本当は究極のちゃんぽんの味がそこにはあるのだろうが、地元の人間ほど日頃食べてるのは安くておいしいリンガーハットだったりする。
ガイドブックを読み込んだ観光客の方がよっぽど詳しいのである。

 カステラにしたってそうだ。
修学旅行生をはじめとする観光客は、長崎に来たならば親の遺言にでもあるかの如く必ずカステラを買って帰る。
じゃあ長崎の人間はしょっちゅうカステラを食べてるかというとそうでもない。
信州の人が朝昼晩そばばっかり食べてはいないように長崎人で毎日朝はコーヒーにカステラという人はめったにいないはずだし、腹減ったからコンビニでカステラでも買って食べようかなんて少なくとも僕は考えたりしない。
僕らがカステラを口にする時よく考えてみるとそれは「いただきもの」である場合がほとんどだ。
長崎では自己消費分としてのカステラの購入が条例で禁止されている。というのは真っ赤な嘘であるが、要するに長崎人にとってカステラは食べ物ではなく「気持ち」と見なすのが正しいかもしれない。

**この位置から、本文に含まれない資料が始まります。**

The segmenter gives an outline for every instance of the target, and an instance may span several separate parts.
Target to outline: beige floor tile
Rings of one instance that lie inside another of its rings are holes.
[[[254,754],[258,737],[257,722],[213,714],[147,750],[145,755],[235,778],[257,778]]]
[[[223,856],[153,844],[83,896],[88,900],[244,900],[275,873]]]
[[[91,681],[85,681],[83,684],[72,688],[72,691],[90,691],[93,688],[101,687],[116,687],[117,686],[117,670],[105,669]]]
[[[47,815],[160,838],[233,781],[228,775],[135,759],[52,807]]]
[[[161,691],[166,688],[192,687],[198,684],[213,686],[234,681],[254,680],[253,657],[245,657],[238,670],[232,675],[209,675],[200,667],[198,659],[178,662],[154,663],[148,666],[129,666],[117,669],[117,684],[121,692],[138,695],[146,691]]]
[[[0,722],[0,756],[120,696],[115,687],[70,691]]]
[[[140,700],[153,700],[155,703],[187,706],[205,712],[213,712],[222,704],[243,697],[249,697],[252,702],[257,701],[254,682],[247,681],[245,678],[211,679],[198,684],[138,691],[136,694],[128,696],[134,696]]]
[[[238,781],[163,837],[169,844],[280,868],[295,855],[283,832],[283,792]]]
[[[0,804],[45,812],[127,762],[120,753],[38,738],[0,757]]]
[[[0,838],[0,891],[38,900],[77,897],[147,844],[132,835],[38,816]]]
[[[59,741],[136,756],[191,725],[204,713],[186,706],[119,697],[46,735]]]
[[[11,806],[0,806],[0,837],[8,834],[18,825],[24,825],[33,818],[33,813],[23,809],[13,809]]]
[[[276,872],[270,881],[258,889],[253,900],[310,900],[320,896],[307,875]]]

よく「カステラの一つでも持って頭下げてこんば」と人生の諸先輩方のご指導ご鞭撻を耳にする。
いわゆる誠意を見せたか見せないかは、長崎の常識としては福砂屋のカステラをさげて来たかどうかで決まる。
文明堂や松翁軒ではダメというわけではないのだろうが、詫びる気持ちを表すことに関しては歴史と実績が全然違うらしく、おそらく今まで何万件のもめ事を平穏に治めたり、何万人の頭がその上で下げられたのかは計り知れない。
そんな意味合いがカステラには含まれているせいか、よその人が思っているより長崎人は本当はカステラを食べていない。

 もっと食べていないのがカラスミである。
僕もカラスミがぼらの卵からできていることくらいは知ってはいるけど、どん味かと聞かれるとあんまり自信がない食べ物である。
このカラスミにしたって長崎では日常的に食卓に上っているという認識がよその人にはあるようで、朝飯には必ず食べると思っているらしい。
同じ海産物でも博多の辛子明太子とはちとばかし違うのである。
その証拠に、コンビにのおにぎりに「辛子明太子入り」はあっても「カラスミ入り」はない。